Turning tyres into diesel fuel
Used tyres can be turned into black gold or more precisely into a quality diesel fuel with a new tyre recycling technology, according to AAA Recycling.
Waste tyres are intractable waste and cause considerable concern for the environment not only in the storage requirements of used tyres a year. They are also an inherent fire danger and can result in the release of toxic gases into the atmosphere. This intractable waste adds greater pressure on the current land filling policy of many councils.
The technology can be used to rid this waste in an environmentally-friendly manner. There are no toxic gases produced and the final products of diesel, carbon black and steel are reusable in many ways.

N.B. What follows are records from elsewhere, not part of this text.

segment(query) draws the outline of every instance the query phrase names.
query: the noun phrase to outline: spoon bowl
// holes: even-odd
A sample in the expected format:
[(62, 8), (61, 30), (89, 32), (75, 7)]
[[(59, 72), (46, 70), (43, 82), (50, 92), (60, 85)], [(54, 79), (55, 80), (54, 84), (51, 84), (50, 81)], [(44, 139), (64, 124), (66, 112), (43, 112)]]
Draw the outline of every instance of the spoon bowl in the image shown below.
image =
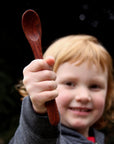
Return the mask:
[(27, 10), (22, 15), (22, 28), (25, 36), (31, 45), (35, 58), (42, 58), (41, 46), (41, 22), (38, 14), (34, 10)]

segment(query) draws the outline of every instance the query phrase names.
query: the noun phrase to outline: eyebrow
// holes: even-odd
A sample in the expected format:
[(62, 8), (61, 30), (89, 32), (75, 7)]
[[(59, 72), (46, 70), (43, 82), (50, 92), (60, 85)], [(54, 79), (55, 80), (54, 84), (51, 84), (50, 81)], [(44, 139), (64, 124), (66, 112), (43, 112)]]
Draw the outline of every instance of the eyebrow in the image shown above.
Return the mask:
[(75, 76), (62, 76), (60, 77), (60, 81), (64, 81), (64, 80), (71, 80), (71, 81), (78, 81), (78, 78)]
[[(78, 81), (79, 78), (76, 77), (76, 76), (67, 75), (67, 76), (62, 76), (60, 78), (60, 81), (64, 81), (64, 80)], [(101, 78), (101, 77), (97, 76), (95, 78), (93, 77), (93, 78), (88, 79), (88, 82), (91, 82), (91, 83), (92, 82), (94, 82), (94, 83), (96, 83), (96, 82), (98, 82), (98, 83), (104, 83), (105, 82), (105, 78)]]

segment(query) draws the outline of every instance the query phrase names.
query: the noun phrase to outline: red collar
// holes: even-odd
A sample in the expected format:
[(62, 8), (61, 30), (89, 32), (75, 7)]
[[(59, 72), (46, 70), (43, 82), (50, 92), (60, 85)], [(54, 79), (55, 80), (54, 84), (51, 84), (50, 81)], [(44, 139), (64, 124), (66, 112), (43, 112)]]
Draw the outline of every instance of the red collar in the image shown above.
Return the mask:
[(95, 143), (95, 137), (88, 137), (87, 139)]

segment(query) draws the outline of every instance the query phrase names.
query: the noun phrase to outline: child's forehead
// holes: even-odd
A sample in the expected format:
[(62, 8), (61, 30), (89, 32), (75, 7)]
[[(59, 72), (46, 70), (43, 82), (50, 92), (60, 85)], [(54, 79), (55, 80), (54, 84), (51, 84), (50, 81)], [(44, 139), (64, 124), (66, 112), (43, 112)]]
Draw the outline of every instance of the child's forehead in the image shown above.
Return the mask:
[(69, 63), (70, 64), (73, 64), (74, 66), (80, 66), (80, 65), (83, 65), (84, 66), (84, 64), (86, 65), (86, 67), (88, 68), (88, 69), (96, 69), (97, 71), (101, 71), (101, 72), (105, 72), (105, 71), (107, 71), (107, 67), (106, 67), (106, 65), (104, 65), (104, 67), (100, 64), (100, 63), (97, 63), (97, 62), (94, 62), (94, 61), (90, 61), (90, 60), (76, 60), (76, 61), (74, 61), (74, 62), (72, 62), (72, 61), (69, 61)]
[[(65, 66), (65, 64), (68, 64)], [(77, 61), (66, 61), (62, 64), (59, 65), (58, 69), (60, 67), (62, 67), (62, 71), (71, 71), (72, 73), (72, 66), (76, 69), (79, 69), (82, 70), (83, 74), (84, 74), (84, 69), (88, 70), (89, 72), (94, 72), (94, 73), (99, 73), (99, 74), (106, 74), (108, 76), (108, 69), (107, 69), (107, 66), (104, 66), (104, 68), (100, 65), (100, 64), (96, 64), (92, 61), (89, 61), (89, 60), (86, 60), (86, 61), (80, 61), (80, 60), (77, 60)], [(58, 71), (57, 69), (57, 71)], [(56, 72), (57, 72), (56, 71)]]
[(60, 65), (57, 70), (57, 76), (73, 79), (103, 79), (108, 78), (108, 71), (103, 71), (101, 68), (98, 68), (95, 64), (89, 66), (87, 62), (81, 64), (65, 62)]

As there is no molecular change in the manufacture of tyres, the catalytic process is now available to convert used tyres into fuel, carbon and steel products. It can restore the waste rubber to its original components.
The process has the capability of cracking waste rubber under normal pressure at low temperatures due to a German-Japanese engineering breakthrough. The catalyst results in a high rate of conversion of waste rubber to good quality fuel. The diesel fuel has been quality tested and meets the SH/TO356-1996 fuel standard.
The computer-operated plant takes the initial fuel liquid and readjusts it through separation refining to achieve the fuel standard. This fully enclosed process greatly reduces the environmental problems of many conversion technologies and community concerns of such manufacturing within community.
Waste tyres are collected and cut into 3-4 pieces added to cracking catalyst and a base oil. The air is heated either by gas or 10% diesel produced. The hydrocarbon molecules are transformed in a gaseous form by dynamically creating small chains of hydrocarbons. The diesel obtained is decoloured and any waste is removed including sulfur, manganese and aluminium. All is completed in a closed environment at 350°C, thus preventing the production of undesirable coke and toxic gases such as dioxins or furans.
Tyre pieces - reaction of catalytic cracking - fuel condensation - distillation and purification of fuel to meet required standards.
The techniques for separating carbon black following the cracking process are: filtration - magnetic sorting - crack and crushing through air flow - deoxidation - air circle sedimentation - final carbon black product.
The technology is designed to process about 40 tonnes of tyres in an eight hour shift. The products produced include: diesel 19 tonnes; carbon black 15 tonnes; and steel 6 tonnes. 40 tonnes of waste rubber is equivalent to 4000-5000 8 kg tyres per day.
Truck tyres and tyres from earthmoving equipment can also be processed once they are cut into suitable sized pieces. The technology can also be applied to plastics.
The plant floor space is only an area of approximately 1200 m2, which includes a control room and a laboratory 200 m2. In addition, storage area is required for tyre pieces 4000-6000 m2.